Allen, who uses the handle Sincarnate, made the announcement last week on the Discord channel for Midjourney, one of the more popular AI image generators out there.
He explained how he carefully fine-tuned the text he put into the AI’s prompt, selected the best few outputs and had them printed on canvas, upscaled them using another AI, then entered.
“I won first place,” he boasted. “I’ve set out to make a statement using Midjourney in a competitive manner and wow! I could not be more excited.”


Once the post leaked onto wider social media, some didn’t like the precedent it set.
“That’s pretty fucking shitty,” wrote one person in a tweet liked and shared tens of thousands of times.
Allen, from Pueblo West, told a local newspaper he wasn’t going to apologise for it, because he made it clear when he entered the competition the image was made using Midjourney – a text-to-image generation tool like Craiyon and DALLE-2.
A fair official told the Pueblo Chieftain Allen appeared to have broken no rules, and no one had filed a formal complaint.

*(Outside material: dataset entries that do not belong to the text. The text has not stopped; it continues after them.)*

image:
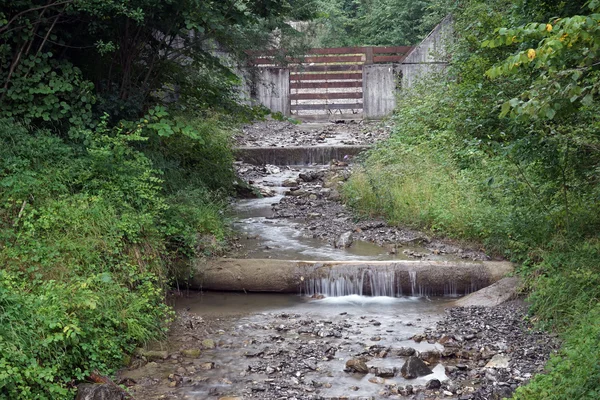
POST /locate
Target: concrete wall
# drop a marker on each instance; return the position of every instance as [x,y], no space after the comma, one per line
[430,56]
[379,89]
[273,89]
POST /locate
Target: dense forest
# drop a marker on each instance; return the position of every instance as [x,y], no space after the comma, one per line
[116,162]
[503,150]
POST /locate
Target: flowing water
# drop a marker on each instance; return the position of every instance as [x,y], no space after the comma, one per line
[263,236]
[268,324]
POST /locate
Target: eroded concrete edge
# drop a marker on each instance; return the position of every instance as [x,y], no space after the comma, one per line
[289,276]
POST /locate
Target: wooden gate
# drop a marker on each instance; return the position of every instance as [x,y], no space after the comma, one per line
[328,83]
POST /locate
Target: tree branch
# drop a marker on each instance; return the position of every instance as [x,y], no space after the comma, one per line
[5,27]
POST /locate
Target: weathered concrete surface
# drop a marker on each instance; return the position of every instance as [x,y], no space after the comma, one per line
[297,155]
[273,89]
[379,89]
[430,56]
[289,276]
[493,295]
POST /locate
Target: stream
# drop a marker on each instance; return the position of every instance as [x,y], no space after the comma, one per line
[328,341]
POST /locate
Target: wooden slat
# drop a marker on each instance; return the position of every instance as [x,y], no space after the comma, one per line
[392,49]
[357,106]
[325,96]
[325,77]
[331,59]
[326,68]
[316,60]
[324,85]
[337,50]
[377,59]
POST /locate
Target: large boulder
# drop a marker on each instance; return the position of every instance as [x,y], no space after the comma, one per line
[414,367]
[96,391]
[356,365]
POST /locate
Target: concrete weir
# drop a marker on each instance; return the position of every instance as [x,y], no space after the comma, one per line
[333,278]
[298,155]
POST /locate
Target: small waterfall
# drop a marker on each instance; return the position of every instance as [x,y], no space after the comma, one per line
[347,282]
[413,282]
[337,282]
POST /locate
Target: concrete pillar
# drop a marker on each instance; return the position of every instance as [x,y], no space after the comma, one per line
[274,89]
[429,57]
[379,89]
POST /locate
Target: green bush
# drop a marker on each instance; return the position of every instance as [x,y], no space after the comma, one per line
[86,230]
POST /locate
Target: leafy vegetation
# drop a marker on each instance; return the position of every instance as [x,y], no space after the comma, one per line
[376,22]
[115,164]
[503,150]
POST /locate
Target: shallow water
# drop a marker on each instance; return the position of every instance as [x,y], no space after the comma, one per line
[258,325]
[282,238]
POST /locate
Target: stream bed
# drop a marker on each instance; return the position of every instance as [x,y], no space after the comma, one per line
[275,346]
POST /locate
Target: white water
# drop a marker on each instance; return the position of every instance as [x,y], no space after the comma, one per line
[373,282]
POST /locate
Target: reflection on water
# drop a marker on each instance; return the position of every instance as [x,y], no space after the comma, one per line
[238,304]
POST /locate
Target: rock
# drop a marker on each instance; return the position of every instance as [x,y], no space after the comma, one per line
[289,183]
[493,295]
[502,392]
[405,351]
[385,372]
[334,195]
[191,353]
[430,356]
[207,365]
[433,384]
[414,367]
[297,193]
[498,361]
[152,355]
[95,391]
[356,365]
[344,240]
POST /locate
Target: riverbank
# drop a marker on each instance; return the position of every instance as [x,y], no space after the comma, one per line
[236,346]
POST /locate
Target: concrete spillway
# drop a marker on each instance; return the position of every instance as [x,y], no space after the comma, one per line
[332,278]
[296,155]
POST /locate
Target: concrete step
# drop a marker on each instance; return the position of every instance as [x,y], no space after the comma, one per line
[435,278]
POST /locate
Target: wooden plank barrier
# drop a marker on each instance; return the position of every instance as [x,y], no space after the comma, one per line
[328,81]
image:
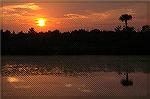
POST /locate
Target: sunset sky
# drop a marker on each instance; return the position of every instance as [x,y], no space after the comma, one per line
[68,15]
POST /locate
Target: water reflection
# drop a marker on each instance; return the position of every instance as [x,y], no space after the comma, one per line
[127,81]
[75,75]
[12,79]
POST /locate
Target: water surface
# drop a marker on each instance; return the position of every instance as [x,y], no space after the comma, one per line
[88,75]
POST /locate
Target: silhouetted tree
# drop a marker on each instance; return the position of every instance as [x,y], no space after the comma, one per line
[118,28]
[32,31]
[125,18]
[146,28]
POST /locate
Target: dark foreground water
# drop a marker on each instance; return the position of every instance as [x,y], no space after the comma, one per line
[89,75]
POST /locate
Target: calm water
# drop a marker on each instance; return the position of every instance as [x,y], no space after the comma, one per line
[75,76]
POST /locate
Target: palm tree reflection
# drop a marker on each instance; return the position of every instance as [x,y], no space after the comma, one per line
[127,81]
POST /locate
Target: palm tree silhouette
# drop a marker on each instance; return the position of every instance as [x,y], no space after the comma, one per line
[125,18]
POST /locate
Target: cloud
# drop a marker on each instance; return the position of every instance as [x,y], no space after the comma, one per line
[75,16]
[21,9]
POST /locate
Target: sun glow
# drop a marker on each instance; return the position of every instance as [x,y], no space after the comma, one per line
[41,22]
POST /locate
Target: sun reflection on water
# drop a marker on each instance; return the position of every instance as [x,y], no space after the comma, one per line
[12,79]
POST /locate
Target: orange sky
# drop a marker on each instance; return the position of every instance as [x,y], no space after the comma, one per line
[70,16]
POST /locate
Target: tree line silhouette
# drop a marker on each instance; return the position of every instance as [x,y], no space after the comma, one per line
[123,40]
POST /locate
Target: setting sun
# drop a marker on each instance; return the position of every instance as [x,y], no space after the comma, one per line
[41,22]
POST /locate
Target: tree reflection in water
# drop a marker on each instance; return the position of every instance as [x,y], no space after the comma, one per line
[127,81]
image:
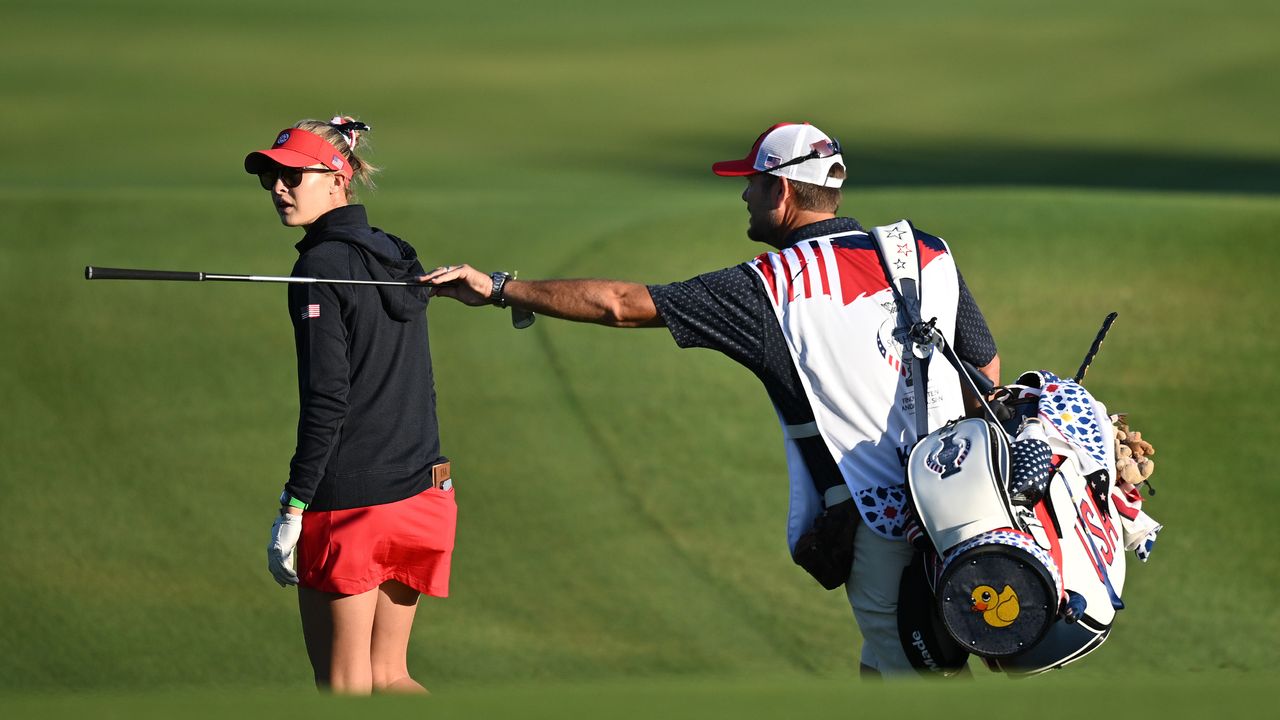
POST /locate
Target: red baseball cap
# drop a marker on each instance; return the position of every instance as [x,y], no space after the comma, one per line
[296,147]
[796,151]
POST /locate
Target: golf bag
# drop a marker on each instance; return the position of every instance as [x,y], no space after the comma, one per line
[1023,534]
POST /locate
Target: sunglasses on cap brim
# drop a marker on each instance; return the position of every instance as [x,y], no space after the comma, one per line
[291,177]
[824,149]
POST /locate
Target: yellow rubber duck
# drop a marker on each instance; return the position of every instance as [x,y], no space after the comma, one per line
[999,611]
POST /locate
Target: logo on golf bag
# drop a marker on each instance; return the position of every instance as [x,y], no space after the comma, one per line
[997,610]
[949,456]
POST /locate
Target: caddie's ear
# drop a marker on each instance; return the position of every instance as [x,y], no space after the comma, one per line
[339,185]
[782,191]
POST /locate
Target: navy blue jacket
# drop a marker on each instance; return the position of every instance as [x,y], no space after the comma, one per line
[368,432]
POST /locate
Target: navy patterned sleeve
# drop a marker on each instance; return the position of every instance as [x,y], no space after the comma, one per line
[721,310]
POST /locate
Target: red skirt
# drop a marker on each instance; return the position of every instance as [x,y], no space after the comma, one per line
[353,551]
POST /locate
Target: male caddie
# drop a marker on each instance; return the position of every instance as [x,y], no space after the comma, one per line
[818,322]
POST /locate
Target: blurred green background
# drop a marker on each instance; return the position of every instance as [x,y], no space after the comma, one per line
[622,502]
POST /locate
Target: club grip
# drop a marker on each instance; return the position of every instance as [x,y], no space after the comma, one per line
[92,273]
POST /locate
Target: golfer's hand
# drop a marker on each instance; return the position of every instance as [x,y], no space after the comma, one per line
[460,282]
[279,552]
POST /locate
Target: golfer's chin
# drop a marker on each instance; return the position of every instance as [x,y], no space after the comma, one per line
[289,217]
[768,235]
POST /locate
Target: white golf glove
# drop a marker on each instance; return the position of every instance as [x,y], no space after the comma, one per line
[279,552]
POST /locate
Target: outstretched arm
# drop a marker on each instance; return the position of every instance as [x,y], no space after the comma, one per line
[608,302]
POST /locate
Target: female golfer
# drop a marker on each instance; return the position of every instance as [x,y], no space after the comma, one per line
[369,502]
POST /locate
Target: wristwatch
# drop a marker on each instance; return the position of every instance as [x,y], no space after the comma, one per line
[499,282]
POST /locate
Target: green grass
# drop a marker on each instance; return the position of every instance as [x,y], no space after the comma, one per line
[622,502]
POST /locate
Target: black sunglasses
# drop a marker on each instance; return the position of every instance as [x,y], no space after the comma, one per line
[824,149]
[291,177]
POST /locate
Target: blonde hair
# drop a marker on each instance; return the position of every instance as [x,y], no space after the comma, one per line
[341,133]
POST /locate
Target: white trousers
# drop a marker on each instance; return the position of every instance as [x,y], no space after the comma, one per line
[872,589]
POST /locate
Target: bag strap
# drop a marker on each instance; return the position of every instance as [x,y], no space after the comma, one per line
[900,258]
[899,255]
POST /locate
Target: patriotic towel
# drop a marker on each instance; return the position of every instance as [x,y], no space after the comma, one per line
[1074,414]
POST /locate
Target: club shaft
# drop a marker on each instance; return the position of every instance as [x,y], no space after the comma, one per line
[1095,347]
[92,273]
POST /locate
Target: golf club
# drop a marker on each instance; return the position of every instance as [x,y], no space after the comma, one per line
[520,319]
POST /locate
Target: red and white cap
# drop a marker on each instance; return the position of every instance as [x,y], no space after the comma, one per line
[296,147]
[795,151]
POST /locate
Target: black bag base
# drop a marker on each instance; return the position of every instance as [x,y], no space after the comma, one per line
[996,601]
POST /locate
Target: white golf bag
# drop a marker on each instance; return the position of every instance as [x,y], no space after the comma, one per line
[1028,527]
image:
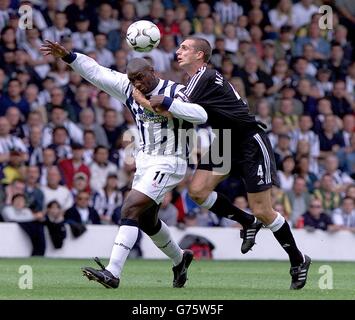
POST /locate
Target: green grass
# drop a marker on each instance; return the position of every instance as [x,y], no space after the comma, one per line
[152,279]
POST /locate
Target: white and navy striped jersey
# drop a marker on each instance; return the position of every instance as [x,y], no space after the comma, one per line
[10,143]
[158,135]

Supporters on social media reportedly said if the judges didn’t know what Midjourney was and failed to look it up, that was their problem – not Allen’s.
“Artists are scared,” Allen told the Pueblo Chieftain. “They’re worried that they’re going to be replaced by the robot.”
Of course, without art to learn from in the first place, AIs like Midjourney wouldn’t be able to produce what they do.
“Laugh and mock if you want. But this is genuinely an issue,” one person tweeted. “These contests are made for people who have put physical skill into their art. Art crafted by human hands. AI media is here, and it’ll have it’s place – but not like this.”